En 2018 se estrenaron en el mundo 12.169 películas. De ese total, 11.819 figuraron en el sitio web Metacritic, dedicado a recopilar reseñas de filmes (como también de álbumes musicales, DVD, programas de televisión y libros). Por consiguiente, tal como la propia realidad se encarga de afirmarlo, nadie las vio todas, aunque la mayoría recibió algún tipo de reseña o comentario. En caso de que alguien las hubiera visto todas –tarea imposible pues se necesitaría un año con más de 365 días– sería la única persona en el planeta que estaría calificado para hacer la lista de las 10 mejores y las 10 peores. 

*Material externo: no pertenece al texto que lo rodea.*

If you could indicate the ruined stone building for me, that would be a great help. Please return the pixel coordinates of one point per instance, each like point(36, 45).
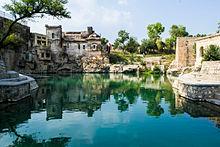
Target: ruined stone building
point(39, 44)
point(72, 43)
point(55, 51)
point(190, 50)
point(13, 52)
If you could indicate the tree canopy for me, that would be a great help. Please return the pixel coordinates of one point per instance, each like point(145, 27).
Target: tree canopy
point(132, 45)
point(212, 53)
point(120, 42)
point(155, 30)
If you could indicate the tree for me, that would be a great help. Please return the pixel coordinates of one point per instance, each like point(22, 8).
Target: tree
point(160, 45)
point(169, 43)
point(30, 9)
point(104, 41)
point(212, 53)
point(120, 42)
point(132, 45)
point(218, 31)
point(147, 46)
point(155, 30)
point(176, 31)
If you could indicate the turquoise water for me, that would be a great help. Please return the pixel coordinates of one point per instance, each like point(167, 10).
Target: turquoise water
point(108, 110)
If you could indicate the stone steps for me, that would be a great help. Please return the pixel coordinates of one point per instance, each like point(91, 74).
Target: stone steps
point(214, 101)
point(217, 96)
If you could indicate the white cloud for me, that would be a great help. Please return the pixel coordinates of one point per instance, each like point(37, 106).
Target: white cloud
point(104, 18)
point(122, 2)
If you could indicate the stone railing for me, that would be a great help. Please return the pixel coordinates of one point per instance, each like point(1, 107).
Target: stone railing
point(211, 67)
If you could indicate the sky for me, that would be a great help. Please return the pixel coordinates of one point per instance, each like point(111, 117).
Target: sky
point(109, 16)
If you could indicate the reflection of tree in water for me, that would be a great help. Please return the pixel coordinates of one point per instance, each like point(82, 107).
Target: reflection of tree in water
point(125, 93)
point(29, 141)
point(153, 99)
point(78, 92)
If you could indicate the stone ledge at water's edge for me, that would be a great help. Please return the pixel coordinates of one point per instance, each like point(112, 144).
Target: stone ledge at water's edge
point(201, 86)
point(16, 87)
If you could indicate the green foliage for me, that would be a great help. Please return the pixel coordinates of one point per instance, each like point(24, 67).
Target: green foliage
point(148, 46)
point(170, 43)
point(132, 45)
point(30, 8)
point(120, 42)
point(157, 70)
point(218, 31)
point(117, 58)
point(155, 30)
point(176, 31)
point(160, 45)
point(104, 41)
point(13, 40)
point(212, 53)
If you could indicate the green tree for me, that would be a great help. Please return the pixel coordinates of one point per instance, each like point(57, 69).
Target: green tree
point(147, 46)
point(160, 45)
point(30, 9)
point(104, 41)
point(120, 42)
point(218, 31)
point(212, 53)
point(177, 31)
point(169, 43)
point(132, 45)
point(155, 30)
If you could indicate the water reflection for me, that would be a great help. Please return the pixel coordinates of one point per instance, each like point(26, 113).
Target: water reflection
point(86, 94)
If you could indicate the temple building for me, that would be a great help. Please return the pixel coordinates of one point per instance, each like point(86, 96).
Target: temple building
point(72, 43)
point(190, 50)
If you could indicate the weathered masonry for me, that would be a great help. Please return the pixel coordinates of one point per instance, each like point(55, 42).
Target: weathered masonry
point(190, 50)
point(72, 43)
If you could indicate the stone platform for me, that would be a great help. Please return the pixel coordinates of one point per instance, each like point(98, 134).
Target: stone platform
point(201, 86)
point(14, 86)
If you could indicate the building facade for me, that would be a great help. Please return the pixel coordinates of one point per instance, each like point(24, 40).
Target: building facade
point(190, 50)
point(72, 43)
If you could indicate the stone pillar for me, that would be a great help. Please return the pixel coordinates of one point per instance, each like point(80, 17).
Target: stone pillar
point(2, 66)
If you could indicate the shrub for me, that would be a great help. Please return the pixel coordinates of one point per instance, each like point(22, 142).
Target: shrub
point(117, 58)
point(212, 53)
point(157, 70)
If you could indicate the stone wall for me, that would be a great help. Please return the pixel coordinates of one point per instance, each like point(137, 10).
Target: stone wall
point(197, 91)
point(189, 50)
point(185, 53)
point(12, 53)
point(203, 43)
point(203, 85)
point(211, 67)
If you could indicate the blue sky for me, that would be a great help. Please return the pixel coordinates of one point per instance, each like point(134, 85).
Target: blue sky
point(109, 16)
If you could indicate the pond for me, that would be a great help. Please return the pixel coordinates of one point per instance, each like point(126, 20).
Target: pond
point(108, 110)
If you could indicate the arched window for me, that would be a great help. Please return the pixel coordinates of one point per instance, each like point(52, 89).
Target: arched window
point(79, 46)
point(202, 51)
point(53, 35)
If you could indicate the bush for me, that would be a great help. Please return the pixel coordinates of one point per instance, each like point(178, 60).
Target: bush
point(212, 53)
point(117, 58)
point(157, 70)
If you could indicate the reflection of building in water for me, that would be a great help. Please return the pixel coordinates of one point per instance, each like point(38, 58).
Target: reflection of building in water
point(15, 114)
point(199, 109)
point(79, 93)
point(54, 106)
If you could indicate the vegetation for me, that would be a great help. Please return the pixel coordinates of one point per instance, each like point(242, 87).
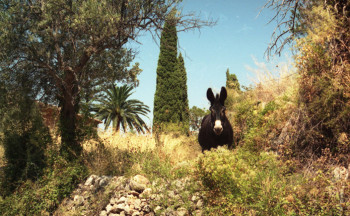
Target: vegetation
point(170, 100)
point(196, 117)
point(291, 128)
point(66, 44)
point(232, 81)
point(117, 108)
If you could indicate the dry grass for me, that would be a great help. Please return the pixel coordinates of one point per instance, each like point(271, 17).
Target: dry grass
point(120, 153)
point(273, 79)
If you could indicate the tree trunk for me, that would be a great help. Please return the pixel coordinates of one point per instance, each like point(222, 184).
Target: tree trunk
point(117, 128)
point(70, 147)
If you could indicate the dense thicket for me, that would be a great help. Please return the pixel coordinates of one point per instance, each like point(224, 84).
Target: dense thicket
point(232, 81)
point(323, 64)
point(69, 45)
point(23, 135)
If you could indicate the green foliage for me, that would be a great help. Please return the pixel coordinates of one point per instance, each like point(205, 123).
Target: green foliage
point(324, 70)
point(182, 100)
point(242, 182)
point(43, 196)
point(170, 100)
point(165, 98)
point(232, 81)
point(25, 140)
point(69, 46)
point(115, 107)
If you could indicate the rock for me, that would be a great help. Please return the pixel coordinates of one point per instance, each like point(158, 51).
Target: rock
point(103, 213)
point(195, 198)
point(199, 204)
point(103, 182)
point(109, 208)
point(146, 193)
point(340, 173)
point(79, 200)
point(113, 201)
point(119, 208)
point(197, 213)
point(146, 208)
point(121, 200)
point(136, 213)
point(181, 211)
point(171, 194)
point(90, 180)
point(139, 183)
point(157, 209)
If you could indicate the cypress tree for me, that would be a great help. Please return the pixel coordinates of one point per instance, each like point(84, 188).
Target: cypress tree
point(171, 101)
point(165, 96)
point(184, 109)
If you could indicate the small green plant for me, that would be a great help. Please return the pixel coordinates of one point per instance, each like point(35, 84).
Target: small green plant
point(241, 182)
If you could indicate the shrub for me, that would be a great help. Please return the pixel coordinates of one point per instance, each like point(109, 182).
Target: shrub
point(43, 196)
point(25, 141)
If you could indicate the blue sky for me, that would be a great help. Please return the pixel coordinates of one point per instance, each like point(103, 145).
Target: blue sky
point(240, 35)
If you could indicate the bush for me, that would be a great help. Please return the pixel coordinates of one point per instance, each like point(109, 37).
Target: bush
point(43, 196)
point(242, 182)
point(25, 141)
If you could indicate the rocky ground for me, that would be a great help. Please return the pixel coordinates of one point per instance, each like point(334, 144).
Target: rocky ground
point(113, 196)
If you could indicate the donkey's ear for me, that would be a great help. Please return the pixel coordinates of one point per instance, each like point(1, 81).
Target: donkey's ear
point(223, 96)
point(210, 96)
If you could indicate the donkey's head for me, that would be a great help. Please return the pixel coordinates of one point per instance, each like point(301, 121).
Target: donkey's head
point(217, 109)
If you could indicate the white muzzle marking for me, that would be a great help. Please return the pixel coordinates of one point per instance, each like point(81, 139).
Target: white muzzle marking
point(218, 127)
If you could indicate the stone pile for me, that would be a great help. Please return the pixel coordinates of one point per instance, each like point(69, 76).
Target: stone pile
point(137, 196)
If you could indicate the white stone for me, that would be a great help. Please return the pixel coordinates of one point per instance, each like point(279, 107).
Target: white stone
point(90, 180)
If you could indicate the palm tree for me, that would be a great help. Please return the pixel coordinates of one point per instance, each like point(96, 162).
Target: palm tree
point(117, 108)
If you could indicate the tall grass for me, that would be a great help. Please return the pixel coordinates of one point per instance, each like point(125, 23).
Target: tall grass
point(128, 153)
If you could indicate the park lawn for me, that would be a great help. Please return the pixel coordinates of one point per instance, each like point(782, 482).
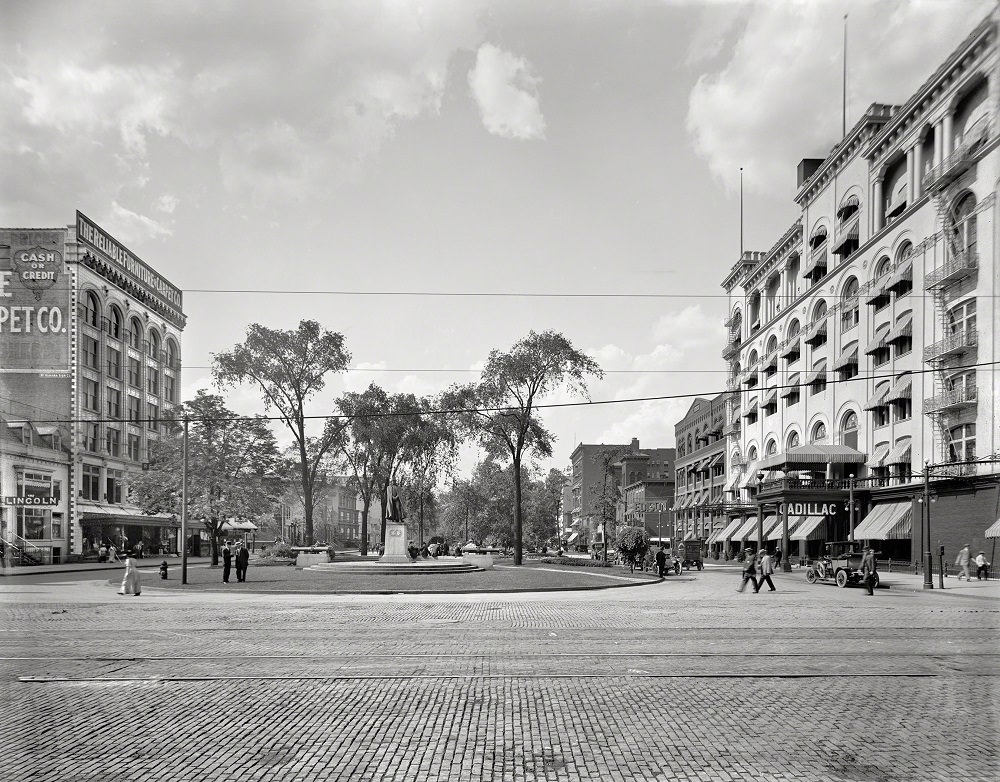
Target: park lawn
point(532, 576)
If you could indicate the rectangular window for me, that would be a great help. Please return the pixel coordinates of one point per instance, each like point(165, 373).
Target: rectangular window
point(133, 447)
point(113, 442)
point(134, 373)
point(133, 409)
point(90, 437)
point(116, 484)
point(114, 363)
point(88, 352)
point(90, 483)
point(90, 400)
point(114, 402)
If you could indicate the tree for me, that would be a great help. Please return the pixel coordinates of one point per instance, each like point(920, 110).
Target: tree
point(228, 457)
point(632, 543)
point(289, 368)
point(607, 490)
point(500, 409)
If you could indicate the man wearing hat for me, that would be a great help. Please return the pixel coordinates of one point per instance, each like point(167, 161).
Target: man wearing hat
point(868, 570)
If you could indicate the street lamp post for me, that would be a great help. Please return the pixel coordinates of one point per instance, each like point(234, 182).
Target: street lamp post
point(928, 561)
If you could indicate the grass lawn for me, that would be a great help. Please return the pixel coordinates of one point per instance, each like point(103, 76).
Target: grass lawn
point(530, 577)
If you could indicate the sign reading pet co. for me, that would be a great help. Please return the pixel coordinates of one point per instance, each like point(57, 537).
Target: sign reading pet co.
point(34, 302)
point(110, 249)
point(809, 508)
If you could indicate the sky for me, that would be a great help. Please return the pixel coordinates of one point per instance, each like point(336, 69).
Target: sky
point(388, 167)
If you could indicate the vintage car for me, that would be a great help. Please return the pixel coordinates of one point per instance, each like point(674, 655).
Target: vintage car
point(841, 563)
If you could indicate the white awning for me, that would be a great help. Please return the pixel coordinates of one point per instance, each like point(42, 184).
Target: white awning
point(888, 521)
point(808, 529)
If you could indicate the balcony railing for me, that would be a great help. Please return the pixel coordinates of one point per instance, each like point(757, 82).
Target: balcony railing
point(957, 343)
point(951, 400)
point(959, 160)
point(962, 264)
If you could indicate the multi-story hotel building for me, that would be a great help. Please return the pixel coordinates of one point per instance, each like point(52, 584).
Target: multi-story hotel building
point(863, 345)
point(701, 470)
point(90, 341)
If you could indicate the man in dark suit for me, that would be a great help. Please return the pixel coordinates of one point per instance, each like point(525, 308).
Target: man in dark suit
point(227, 562)
point(242, 560)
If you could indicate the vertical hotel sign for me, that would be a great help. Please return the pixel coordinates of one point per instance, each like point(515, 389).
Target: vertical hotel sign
point(167, 297)
point(34, 303)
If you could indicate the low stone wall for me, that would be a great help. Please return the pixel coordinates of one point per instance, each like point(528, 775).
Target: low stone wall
point(481, 561)
point(305, 559)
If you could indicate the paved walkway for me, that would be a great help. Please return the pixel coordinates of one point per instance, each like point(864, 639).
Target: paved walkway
point(681, 680)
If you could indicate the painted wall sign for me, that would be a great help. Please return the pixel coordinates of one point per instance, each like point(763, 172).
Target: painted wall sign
point(809, 508)
point(48, 502)
point(96, 238)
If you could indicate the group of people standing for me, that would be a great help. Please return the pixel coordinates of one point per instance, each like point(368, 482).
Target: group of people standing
point(242, 562)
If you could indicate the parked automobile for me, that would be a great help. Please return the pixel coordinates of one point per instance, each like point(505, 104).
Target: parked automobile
point(841, 563)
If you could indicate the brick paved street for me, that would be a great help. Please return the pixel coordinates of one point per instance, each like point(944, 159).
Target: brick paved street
point(684, 680)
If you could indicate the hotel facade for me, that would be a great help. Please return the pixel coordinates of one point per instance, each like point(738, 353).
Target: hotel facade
point(90, 352)
point(863, 388)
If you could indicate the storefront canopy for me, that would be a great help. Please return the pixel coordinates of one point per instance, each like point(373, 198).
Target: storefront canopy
point(808, 528)
point(888, 521)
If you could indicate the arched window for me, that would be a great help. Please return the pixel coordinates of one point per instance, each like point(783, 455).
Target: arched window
point(91, 309)
point(849, 430)
point(115, 323)
point(135, 334)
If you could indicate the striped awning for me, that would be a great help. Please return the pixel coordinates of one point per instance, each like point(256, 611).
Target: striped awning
point(808, 528)
point(878, 400)
point(730, 530)
point(900, 454)
point(769, 522)
point(888, 521)
point(748, 526)
point(878, 455)
point(901, 389)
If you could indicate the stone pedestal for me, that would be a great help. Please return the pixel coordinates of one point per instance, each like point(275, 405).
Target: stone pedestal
point(395, 544)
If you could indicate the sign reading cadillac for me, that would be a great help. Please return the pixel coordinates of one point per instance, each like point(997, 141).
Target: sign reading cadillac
point(34, 302)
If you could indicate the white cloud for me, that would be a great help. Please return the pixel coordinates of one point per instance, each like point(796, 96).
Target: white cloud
point(505, 89)
point(777, 99)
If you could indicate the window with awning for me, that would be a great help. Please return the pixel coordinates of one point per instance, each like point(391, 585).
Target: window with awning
point(888, 521)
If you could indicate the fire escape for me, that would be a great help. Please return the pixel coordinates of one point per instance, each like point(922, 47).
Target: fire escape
point(957, 345)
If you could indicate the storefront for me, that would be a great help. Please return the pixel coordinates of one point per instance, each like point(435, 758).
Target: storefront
point(128, 530)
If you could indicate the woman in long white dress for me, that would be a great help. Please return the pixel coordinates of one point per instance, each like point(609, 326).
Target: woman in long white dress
point(130, 582)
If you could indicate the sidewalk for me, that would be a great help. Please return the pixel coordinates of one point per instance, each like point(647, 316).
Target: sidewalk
point(85, 567)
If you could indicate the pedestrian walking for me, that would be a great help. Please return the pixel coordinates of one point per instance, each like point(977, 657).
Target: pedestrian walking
point(749, 573)
point(962, 561)
point(227, 562)
point(868, 570)
point(982, 567)
point(661, 561)
point(766, 569)
point(130, 581)
point(242, 561)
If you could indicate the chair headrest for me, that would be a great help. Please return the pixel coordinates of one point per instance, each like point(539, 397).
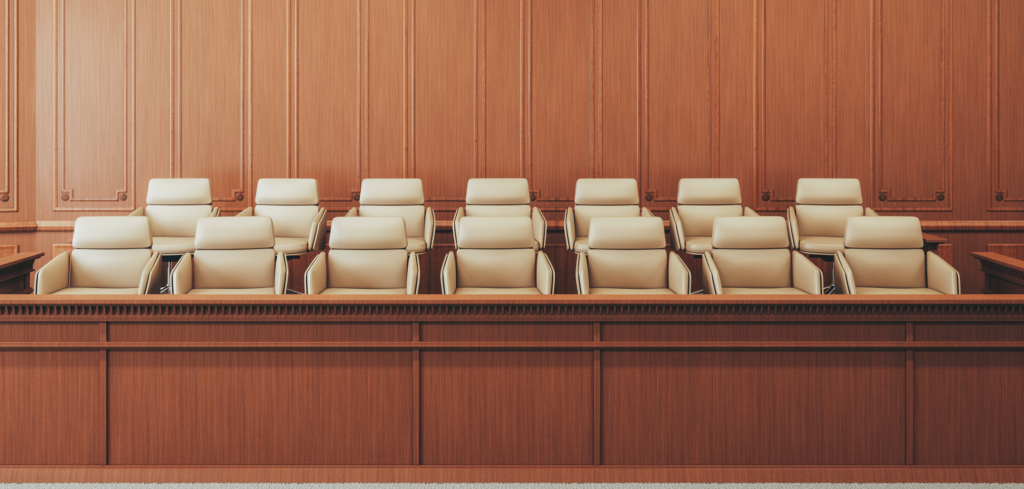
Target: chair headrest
point(368, 233)
point(391, 191)
point(233, 232)
point(709, 191)
point(627, 233)
point(496, 232)
point(179, 191)
point(287, 191)
point(497, 191)
point(606, 191)
point(828, 191)
point(750, 233)
point(112, 232)
point(892, 232)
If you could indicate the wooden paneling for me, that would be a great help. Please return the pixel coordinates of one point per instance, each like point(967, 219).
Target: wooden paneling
point(252, 407)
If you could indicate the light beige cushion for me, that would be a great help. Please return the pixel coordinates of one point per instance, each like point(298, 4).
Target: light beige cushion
point(178, 191)
point(235, 233)
point(607, 191)
point(391, 191)
point(709, 191)
point(287, 191)
point(828, 191)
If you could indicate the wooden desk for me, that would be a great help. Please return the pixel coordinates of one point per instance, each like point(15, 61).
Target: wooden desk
point(542, 389)
point(1003, 274)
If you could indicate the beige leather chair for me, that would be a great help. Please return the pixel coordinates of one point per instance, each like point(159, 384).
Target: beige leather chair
point(112, 255)
point(751, 255)
point(599, 197)
point(496, 256)
point(818, 220)
point(368, 256)
point(627, 256)
point(884, 255)
point(398, 197)
point(235, 255)
point(293, 205)
point(699, 202)
point(173, 207)
point(501, 197)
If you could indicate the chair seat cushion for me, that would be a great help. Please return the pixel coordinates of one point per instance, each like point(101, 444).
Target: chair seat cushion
point(886, 291)
point(698, 245)
point(825, 245)
point(645, 292)
point(104, 291)
point(173, 245)
point(211, 292)
point(337, 291)
point(290, 245)
point(496, 291)
point(766, 291)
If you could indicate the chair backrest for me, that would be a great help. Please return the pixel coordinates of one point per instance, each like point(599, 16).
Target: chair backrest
point(753, 252)
point(497, 197)
point(628, 253)
point(291, 203)
point(701, 199)
point(394, 197)
point(496, 253)
point(886, 252)
point(111, 252)
point(824, 204)
point(368, 253)
point(233, 253)
point(604, 197)
point(174, 206)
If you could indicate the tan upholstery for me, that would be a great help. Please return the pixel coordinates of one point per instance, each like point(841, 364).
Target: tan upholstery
point(751, 255)
point(700, 201)
point(368, 256)
point(496, 256)
point(884, 255)
point(112, 255)
point(235, 255)
point(628, 254)
point(174, 207)
point(818, 220)
point(501, 197)
point(399, 197)
point(598, 197)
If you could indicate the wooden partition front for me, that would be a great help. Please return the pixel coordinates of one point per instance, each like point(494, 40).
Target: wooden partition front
point(549, 389)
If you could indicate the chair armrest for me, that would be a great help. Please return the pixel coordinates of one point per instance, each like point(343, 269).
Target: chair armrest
point(455, 225)
point(545, 274)
point(806, 275)
point(281, 274)
point(583, 274)
point(429, 226)
point(317, 231)
point(679, 274)
point(791, 218)
point(713, 281)
point(53, 276)
point(676, 230)
point(314, 280)
point(941, 276)
point(145, 283)
point(413, 274)
point(181, 275)
point(540, 227)
point(449, 274)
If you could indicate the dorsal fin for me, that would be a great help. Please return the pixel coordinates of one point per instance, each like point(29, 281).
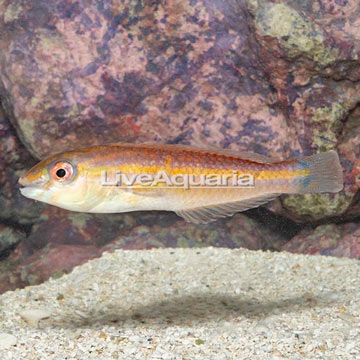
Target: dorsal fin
point(244, 155)
point(203, 215)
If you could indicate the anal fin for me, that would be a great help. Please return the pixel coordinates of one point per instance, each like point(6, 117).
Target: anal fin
point(204, 215)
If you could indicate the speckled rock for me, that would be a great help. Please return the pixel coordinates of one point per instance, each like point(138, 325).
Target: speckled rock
point(9, 238)
point(250, 75)
point(330, 239)
point(14, 157)
point(62, 240)
point(240, 231)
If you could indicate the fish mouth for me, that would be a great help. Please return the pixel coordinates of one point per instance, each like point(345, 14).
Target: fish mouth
point(29, 190)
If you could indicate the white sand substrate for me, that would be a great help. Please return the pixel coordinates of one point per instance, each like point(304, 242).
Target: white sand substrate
point(189, 304)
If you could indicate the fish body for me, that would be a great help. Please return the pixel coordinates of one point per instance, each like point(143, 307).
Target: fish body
point(78, 180)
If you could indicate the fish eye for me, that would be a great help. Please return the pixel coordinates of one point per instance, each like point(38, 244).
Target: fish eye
point(62, 171)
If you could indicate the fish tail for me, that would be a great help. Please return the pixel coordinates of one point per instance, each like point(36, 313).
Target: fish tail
point(325, 173)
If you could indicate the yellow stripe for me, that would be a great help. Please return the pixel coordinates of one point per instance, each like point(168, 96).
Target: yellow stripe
point(140, 169)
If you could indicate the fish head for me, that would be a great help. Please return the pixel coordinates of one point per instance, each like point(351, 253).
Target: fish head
point(59, 180)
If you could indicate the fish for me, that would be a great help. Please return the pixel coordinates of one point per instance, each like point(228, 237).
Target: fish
point(219, 183)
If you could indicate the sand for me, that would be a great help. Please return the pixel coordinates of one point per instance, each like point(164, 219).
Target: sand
point(189, 304)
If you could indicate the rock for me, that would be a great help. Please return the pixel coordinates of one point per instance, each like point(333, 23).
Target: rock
point(278, 78)
point(14, 207)
point(330, 239)
point(33, 316)
point(314, 67)
point(9, 238)
point(238, 232)
point(58, 226)
point(7, 340)
point(53, 261)
point(57, 245)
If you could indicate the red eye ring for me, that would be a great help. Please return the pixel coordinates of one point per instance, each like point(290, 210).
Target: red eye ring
point(62, 171)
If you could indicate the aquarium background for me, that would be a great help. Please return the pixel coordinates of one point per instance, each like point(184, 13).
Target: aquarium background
point(278, 78)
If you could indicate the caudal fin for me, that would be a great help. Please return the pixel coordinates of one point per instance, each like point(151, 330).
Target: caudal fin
point(326, 174)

No fue un año que quedará para el recuerdo, pues hubo pocos filmes cuyos directores calificarían para “genio original”, calificativo que alude a alguien que logra aportar algún aspecto innovador en la disciplina artística en la cual se desempeña. En 2017 hubo alguna que otra película realmente original, ¡Huye! (Get Out), una de ellas, pero el año pasado, en cambio, ninguna consiguió destacarse por formas estéticas fuera del paradigma y del canon de lo ya establecido. Si bien 2018 no será recordado por una película original de las que hacen época (a la cabeza solo me viene una, la dinamarquesa The Guilty, del debutante Gustav Möller), su imagen en lo relativo al cine permanecer en la memoria como un año en el que hubo sobredosis de películas malas, algunas peores que otras y unas cuantas insólitamente horrendas.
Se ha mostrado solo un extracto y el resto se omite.